Column - Something not right about online scholarship contestsI was never “Miss Popular” in school. In fact, I was barely on the radar, and that's just how I liked it. I was the teen who wanted desperately to be different, dressing in black and dying my hair colors most people snubbed their noses at.
By: Nichole Roell, Graphic Artist, Alexandria Echo Press
I was never “Miss Popular” in school. In fact, I was barely on the radar, and that's just how I liked it. I was the teen who wanted desperately to be different, dressing in black and dying my hair colors most people snubbed their noses at. My pseudo-punk peacock look was offset by being a dedicated student, finishing my high school career in the top 5 percent of my class. No matter my achievements, I was always overshadowed by the in crowd. The kids who may not have been quite as smart as me, but had more friends to back them.

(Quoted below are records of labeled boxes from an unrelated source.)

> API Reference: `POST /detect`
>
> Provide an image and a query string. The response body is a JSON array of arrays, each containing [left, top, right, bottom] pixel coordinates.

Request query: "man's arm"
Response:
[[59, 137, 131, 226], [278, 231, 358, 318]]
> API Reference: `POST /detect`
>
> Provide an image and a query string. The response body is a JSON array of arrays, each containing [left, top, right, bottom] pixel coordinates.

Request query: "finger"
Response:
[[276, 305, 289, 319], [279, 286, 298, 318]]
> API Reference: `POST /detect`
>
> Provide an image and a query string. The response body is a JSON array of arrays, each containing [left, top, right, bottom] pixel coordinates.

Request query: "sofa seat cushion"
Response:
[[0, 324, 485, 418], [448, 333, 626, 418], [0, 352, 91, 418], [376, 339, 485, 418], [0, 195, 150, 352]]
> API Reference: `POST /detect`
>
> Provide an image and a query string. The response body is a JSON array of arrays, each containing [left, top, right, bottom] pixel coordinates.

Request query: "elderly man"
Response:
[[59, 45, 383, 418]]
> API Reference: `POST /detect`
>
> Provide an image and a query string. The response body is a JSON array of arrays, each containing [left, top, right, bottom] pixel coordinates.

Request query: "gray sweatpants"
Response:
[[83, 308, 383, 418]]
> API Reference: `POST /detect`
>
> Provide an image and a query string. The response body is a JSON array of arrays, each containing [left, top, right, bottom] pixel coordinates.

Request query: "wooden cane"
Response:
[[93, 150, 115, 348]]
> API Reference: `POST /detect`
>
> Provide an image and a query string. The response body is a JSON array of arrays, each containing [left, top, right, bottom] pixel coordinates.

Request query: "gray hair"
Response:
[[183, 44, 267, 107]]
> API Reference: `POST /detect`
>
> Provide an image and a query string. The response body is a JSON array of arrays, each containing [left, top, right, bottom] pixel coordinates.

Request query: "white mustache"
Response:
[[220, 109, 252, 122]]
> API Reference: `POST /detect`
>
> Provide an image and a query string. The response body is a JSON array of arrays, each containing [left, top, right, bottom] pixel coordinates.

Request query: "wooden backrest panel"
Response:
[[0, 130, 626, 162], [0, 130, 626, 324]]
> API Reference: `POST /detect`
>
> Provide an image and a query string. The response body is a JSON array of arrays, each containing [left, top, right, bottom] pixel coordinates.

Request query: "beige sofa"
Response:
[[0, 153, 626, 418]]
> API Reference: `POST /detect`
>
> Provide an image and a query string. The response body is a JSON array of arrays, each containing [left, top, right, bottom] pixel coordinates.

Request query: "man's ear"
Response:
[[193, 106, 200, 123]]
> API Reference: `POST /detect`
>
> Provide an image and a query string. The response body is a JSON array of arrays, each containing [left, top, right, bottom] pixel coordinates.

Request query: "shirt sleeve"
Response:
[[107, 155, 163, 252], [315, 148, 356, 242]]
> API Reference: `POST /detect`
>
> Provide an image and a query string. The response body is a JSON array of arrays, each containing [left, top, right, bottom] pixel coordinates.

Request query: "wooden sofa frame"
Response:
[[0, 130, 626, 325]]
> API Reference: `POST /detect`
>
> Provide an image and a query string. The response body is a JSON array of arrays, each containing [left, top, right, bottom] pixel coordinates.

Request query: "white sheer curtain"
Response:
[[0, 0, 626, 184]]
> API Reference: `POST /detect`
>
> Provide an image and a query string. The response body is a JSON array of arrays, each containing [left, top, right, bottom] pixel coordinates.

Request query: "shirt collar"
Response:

Like so many bright-eyed teenagers my senior year of high school was spent thinking forward to college. Federal student aid, scholarship applications, transcripts, tests – a jumble of numbers clouded my thoughts at all times. Performance was crucial as all scholarships were based on academics and activities, and rightly so. It's a scholarship, not a popularity contest. Or is it?
Recently I learned that Midwest Chevrolet dealerships were offering large scholarships to four lucky college-bound students. The method of selection? Popular vote via text message or online submission. Students sent in the usual application information: academic transcripts, extra-curriculars and intent. Submissions were then reviewed by a panel and whittled down to a field of 10 finalists. The rest was left in the hands of friends, family and random supporters who could vote as often as once a day for their favorite candidate. The students with the most votes won the scholarship.
Something doesn't seem right here. Why has something as impactful as a multi-thousand-dollar scholarship been placed into the hands of the public, when it could be easily argued that it should go to the student who most rightly deserves it?
I think back to 2011 when Jefferson High School was in the running for a $50,000 prize from the television show Glee. All schools making applications to the contest filmed their students in action and stated why they thought the gift would benefit their music program. The contest was then left in the hands of online voters, who could cast their ballot once a day for the school of their choice. While all entrants could have made excellent use of the money, many (including JHS) were overshadowed by schools in large metropolitan areas. Schools with more students, more friends and family members and a larger community to vote for them. One winner hailed from New York City, one from Cincinnati, and the third and arguably most deserving school was from a small town in Alabama nearly flattened by tornadoes.
This sort of contest is becoming more and more common, but typically for things of a more ambiguous nature, such as photo contests. After all, beauty is in the eye of the beholder, right?
Clothing retailer Maurices is currently holding an online search for their next “Main Street Model,” which a friend of mine is taking part in. The winner will receive a sum of money to donate to their favorite charity or non-profit, and be featured in a photo shoot for the brand. The finalists will be decided by popular vote. While the website gives voters the criteria they should be looking for in the candidates they choose, it ultimately states “You'll probably come to vote for a friend or family member.” They could have just as well said, “The girl with the most friends wins.”
So now the question comes: Did I vote for my friend?
Absolutely. Proving that regardless of the legitimacy of the contest itself, friendship will always come in first.